Grape phylloxera has been detected in Vancouver Island vineyards.
Phyollxera, also known as root louse, was detected by the Canadian Food Inspection Agency thanks to a grower submission.
CFIA announced the discovery at the end of September. While there have been occasional detections in the Okanagan, Vancouver Island was previously free from the aphid-like insect.
“It’s native to eastern North America and it has travelled around the world into major grape growing regions,” says Tracy Hueppelsheuser, provincial entomologist with the BC Ministry of Agriculture.
While the pest spends time both above and below ground, it is best known for the damage it does to vine roots.
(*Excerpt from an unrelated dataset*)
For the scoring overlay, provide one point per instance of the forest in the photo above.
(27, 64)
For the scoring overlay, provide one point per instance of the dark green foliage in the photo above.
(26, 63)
“It’s actually the root damage that causes problems to the vines,” notes Hueppelsheuser. “It causes gall. At this point, we do not know how widespread it is on Vancouver Island or the Gulf Islands.”
How the pest was introduced to Vancouver Island is unknown, though it likely arrived – as in other areas – with infested rootstock. Surveys are underway to determine how many sites are infested.
CFIA is assisting with detection. Growers who suspect the presence of phylloxora should contact Hueppelsheuser and notify the CFIA. A notice prohibiting movement of infested materials is placed on the affected sites. “Detections do not prevent the harvest or movement of grape fruit at the affected locations,” notes CFIA.
Hueppelsheuser notes that weak or declining areas of a vineyard may indicate the presence of phylloxera. The pest takes several years to kill vines, providing an opportunity for identification and action.
Vancouver Island growers will be unable to rely on winter weather to control the pest, something that has helped limit populations in the Okanagan.
Once the pest is established in a region, growers typically shift from planting own-rooted vines to grafting vines onto phylloxera-resistant rootstock.
“The way they’ve solved the problem in Europe is that they have the French varieties and the German varieties and all the desirable varieties are grafted onto North American roots and all those can resist phylloxora,” explains Hueppelsheuser.